The besieged, headed by Lady Banks herself, threw down great stones and fired on the rebels as soon as the treachery was discovered, but could not drive them out; the lady, in fact, having only six men with her in the upper ward, as that had been thought impregnable; and the defending force had been placed in the lower wards as the post of danger.
As soon as the Parliamentarians saw their men on the towers and platforms, they attacked at once.

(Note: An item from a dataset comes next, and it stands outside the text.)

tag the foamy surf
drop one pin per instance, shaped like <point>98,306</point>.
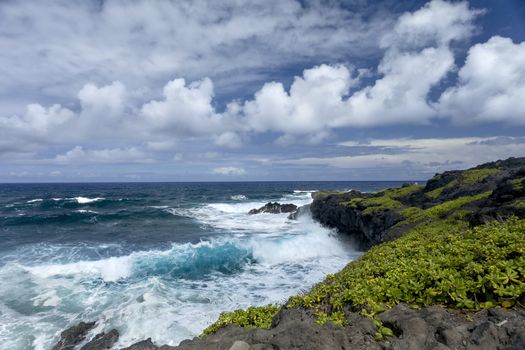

The inmates of the castle, with enemies within and without, demanded a parley; the terms of the besiegers were accepted; but almost immediately afterwards, two of the Parliamentary soldiers, in haste to enter the castle, came over the wall by means of a ladder, and some of the castle garrison fired on them. The besieging troops were furious, and there was great danger of a general massacre of the castle's defenders. Colonel Bingham, however, succeeded in saving the lives of the hundred and forty persons then in the castle; but two of the garrison were killed and one of the besiegers through this fatal accident. Thirty rebels who were prisoners in the castle were released.
Everything, however, was given up to plunder and destruction. The magnificent decorations and furniture put there by Sir Edward Coke and Sir John Banks were all stolen or destroyed, and months were spent in undermining the tower, and reducing Corfe Castle to the ruins that still crown the hill of Purbeck. The place seemed fertile in crime, especially in treachery, beginning with the treacherous murder of an innocent boy by Elfrida, and ending in the cowardly betrayal of a woman by Colonel Pitman.
John's ruthless murders; Isabella's cruel imprisonment of her husband, Edward II., all stained that fatal castle, and perhaps it is as well that it no longer exists to be a stronghold of crime.
The maiden name of Lady Banks was Mary Hawtrey, the only daughter of Robert Hawtrey, Esq., of Riselip. From her descends the family of Bankes, of Kingston Hall and Corfe Castle. She lived for fifteen years after her gallant defence of her home, and was buried at Riselip.